Non que l'activité ait entièrement disparu, quantité d'implantations nouvelles émaillent le territoire, marqué avant tout par un grand désordre où la rivière elle-même semble introuvable, mais plus rien qui évoque l'âge des prolétaires et des panaches de fumée s'échappant des cheminées d'usine, celles-ci, lorsqu'elles n'ont pas été démolies, restant en place comme de solitaires gardiens plantés au milieu d'un terrain vague, telle celle de l'ancienne verrerie de Givors que l'on peut saluer à chaque fois qu'on la voit depuis le train, car la ligne qui relie Lyon à Saint-Étienne et qui fut la seconde ouverte en France passe juste devant elle. Occupée par cette voie de chemin de fer qui reste très active et par deux axes routiers dont une autoroute, la vallée est soumise à une circulation intense, qui donne l'impression d'une activité continue que les villes qui la bordent, lorsqu'on y pénètre, semblent démentir. Au tout début de l'essor industriel de la vallée, un entrepreneur visionnaire, François Zacharie, eut l'idée d'ouvrir un canal qui, au prix d'importants travaux, notamment la création d'écluses, eût donné au trait d'union entre Loire et Rhône une force de conviction supplémentaire. Seul le tronçon aval reliant Givors à Rive-de-Gier fut construit (après la mort de Zacharie) et fonctionna, de longues barques rhodaniennes appelées ciselandes puis des bateaux à vapeur l'empruntèrent, amenant le charbon des puits stéphanois vers Lyon et ramenant le sable de la Saône utilisé par les verriers. De ce canal abandonné dès 1878 ne subsistent plus que des vestiges, et quand on va les voir au lieu-dit la Roche Percée, sur la commune de Tartaras, où ils sont longés par une promenade aménagée avec des panneaux racontant leur histoire, on se retrouve devant, ou même plutôt au-dessus de l'exactitude d'une ruine, la tranchée du canal envasé, située sous la maison des gardiens de ce qui fut une écluse, n'évoquant qu'avec peine, mais le faisant quand même, un autre âge, quand en 1814 par exemple, d'après les archives, jusqu'à trois mille bateaux passaient par là dans l'année.

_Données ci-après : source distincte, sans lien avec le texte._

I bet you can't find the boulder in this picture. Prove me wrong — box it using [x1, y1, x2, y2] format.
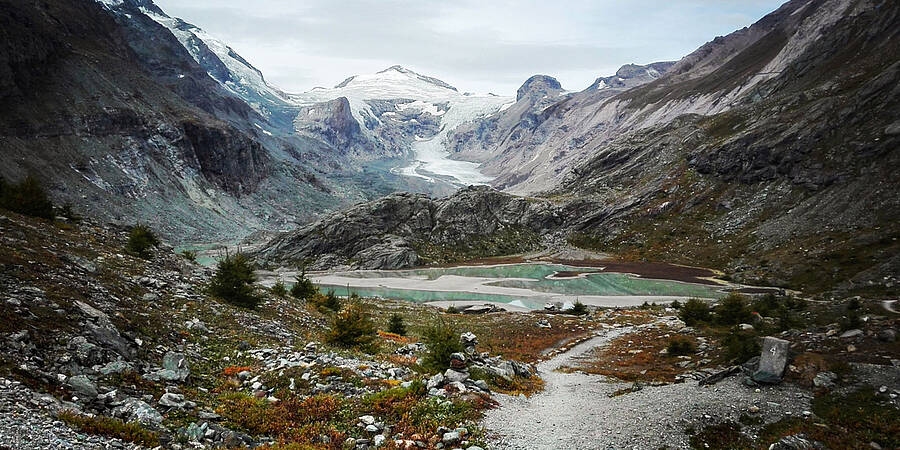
[511, 360, 534, 378]
[114, 398, 163, 427]
[146, 351, 190, 382]
[444, 368, 469, 384]
[426, 373, 445, 390]
[99, 360, 133, 375]
[449, 352, 467, 370]
[752, 337, 789, 384]
[442, 431, 460, 445]
[877, 329, 896, 342]
[359, 415, 376, 426]
[159, 392, 187, 408]
[67, 375, 98, 399]
[840, 329, 863, 338]
[812, 371, 837, 389]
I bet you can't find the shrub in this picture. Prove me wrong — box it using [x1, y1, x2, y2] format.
[209, 252, 261, 308]
[714, 293, 753, 326]
[667, 336, 695, 356]
[58, 411, 159, 446]
[271, 279, 288, 297]
[670, 299, 682, 309]
[179, 250, 197, 263]
[314, 290, 342, 312]
[388, 314, 407, 336]
[722, 328, 761, 363]
[446, 306, 459, 314]
[569, 300, 588, 315]
[840, 297, 863, 331]
[421, 320, 464, 372]
[126, 224, 159, 259]
[0, 175, 55, 219]
[290, 270, 319, 301]
[326, 302, 376, 349]
[58, 202, 80, 222]
[679, 298, 711, 326]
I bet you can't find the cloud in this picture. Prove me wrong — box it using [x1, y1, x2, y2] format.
[153, 0, 787, 94]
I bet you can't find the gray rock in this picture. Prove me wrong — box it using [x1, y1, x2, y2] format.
[147, 352, 190, 382]
[181, 422, 207, 442]
[99, 360, 133, 375]
[768, 433, 824, 449]
[67, 375, 98, 399]
[112, 398, 162, 427]
[840, 329, 863, 338]
[460, 332, 478, 346]
[442, 431, 460, 445]
[159, 392, 186, 408]
[359, 415, 376, 426]
[877, 329, 896, 342]
[444, 368, 469, 384]
[812, 371, 837, 389]
[752, 337, 789, 384]
[427, 373, 445, 390]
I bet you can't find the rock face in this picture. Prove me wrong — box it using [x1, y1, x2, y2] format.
[585, 61, 675, 92]
[294, 97, 371, 157]
[516, 75, 563, 102]
[254, 185, 562, 269]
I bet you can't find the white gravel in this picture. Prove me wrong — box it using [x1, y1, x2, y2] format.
[484, 327, 812, 449]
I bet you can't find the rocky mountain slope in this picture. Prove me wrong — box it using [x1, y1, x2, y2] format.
[0, 0, 512, 242]
[254, 186, 562, 269]
[0, 0, 409, 241]
[552, 0, 900, 294]
[258, 0, 899, 296]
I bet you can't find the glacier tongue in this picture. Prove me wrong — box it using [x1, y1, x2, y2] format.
[293, 66, 512, 186]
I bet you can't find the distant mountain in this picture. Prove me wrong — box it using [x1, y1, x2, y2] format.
[291, 65, 513, 183]
[259, 0, 900, 296]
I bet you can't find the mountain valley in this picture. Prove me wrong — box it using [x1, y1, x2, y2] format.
[0, 0, 898, 448]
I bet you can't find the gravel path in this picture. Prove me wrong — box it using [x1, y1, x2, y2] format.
[484, 327, 811, 449]
[0, 378, 137, 450]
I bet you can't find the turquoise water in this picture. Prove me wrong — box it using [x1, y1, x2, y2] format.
[313, 263, 724, 309]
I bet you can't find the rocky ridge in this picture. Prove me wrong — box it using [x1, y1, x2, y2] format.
[254, 185, 563, 270]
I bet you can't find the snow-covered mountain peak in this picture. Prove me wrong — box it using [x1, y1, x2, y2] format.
[326, 65, 459, 99]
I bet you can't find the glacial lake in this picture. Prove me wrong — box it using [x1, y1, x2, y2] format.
[301, 263, 727, 310]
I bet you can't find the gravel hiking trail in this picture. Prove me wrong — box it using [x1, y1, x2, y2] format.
[483, 326, 810, 449]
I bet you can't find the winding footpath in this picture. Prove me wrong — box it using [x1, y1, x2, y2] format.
[484, 326, 810, 449]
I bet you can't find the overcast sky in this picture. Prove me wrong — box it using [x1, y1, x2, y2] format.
[153, 0, 787, 95]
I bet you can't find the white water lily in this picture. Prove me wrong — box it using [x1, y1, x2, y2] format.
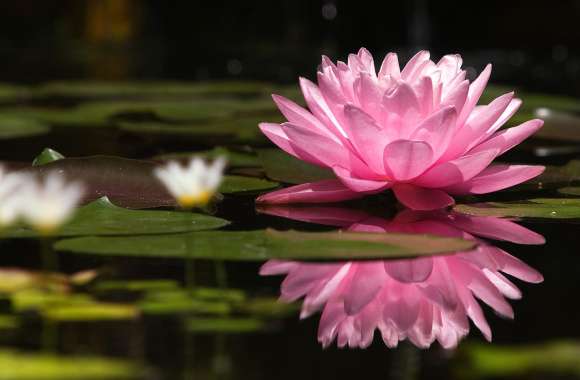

Le sort de ce canal abandonné préfigure celui de la vallée tout entière et ce qui allait la frapper un siècle après la fermeture du canal quand l'un après l'autre les usines et, plus haut, les puits miniers, fermèrent, transformant le paysage en un chapelet discontinu de vestiges plus ou moins effacés et de tentatives de reconduction ou d'implantations nouvelles, celles-ci rompant avec le ton dominant de grisaille et de rouille par les coloris vifs des plastiques et des tôles qui sont aujourd'hui la marque des bâtiments industriels. Mais qu'il s'agisse des usines elles-mêmes – des fabriques comme on devrait peut-être continuer de dire – des infrastructures ou de l'habitat, rien n'est vraiment fixé, rien ne semble plus résulter d'une volonté, et surtout pas d'une volonté de composition, tout est décousu, vacant, sans style ni repères, une sorte de patchwork dépareillé d'époques et de fonctions différentes, un collage négligent qui pourtant tient encore, et où l'idée de s'attarder ou de s'établir ne viendrait pas d'elle-même, seuls les flancs des collines, dans la partie basse de la vallée, faisant l'objet d'un développement foncier, suscité par la proximité de Lyon. Mais aussitôt que l'on a cette pensée ou ce réflexe de repousser la vallée et de la laisser à son abandon ou à ce que beaucoup n'hésiteraient pas à appeler sa laideur, on sent que l'on est en train de commettre une injustice et qu'il y a dans tout ce que l'on voit, malgré le désordre ou peut-être de son fait, une sorte de rectitude, une sorte de tenue, fragile mais consistante, avec quantité de petits départs, quantité de points de fuite, et que derrière ces palissades, ces murs de parpaings, ces pavillons, ces hangars et ces friches campant autour d'une rivière qu'ils dissimulent, quelque chose rôde, qui n'est pas un souvenir, mais un ensemble d'existences venues échouer là et qui se tiennent hors de toute pose comme les fragments d'un geste inachevé qui, du sein de son désarroi, rêve encore et sans bruit, loin, très loin des prouesses d'une époque qui passe pourtant tout près, sur l'A47, avec son train incessant de camions.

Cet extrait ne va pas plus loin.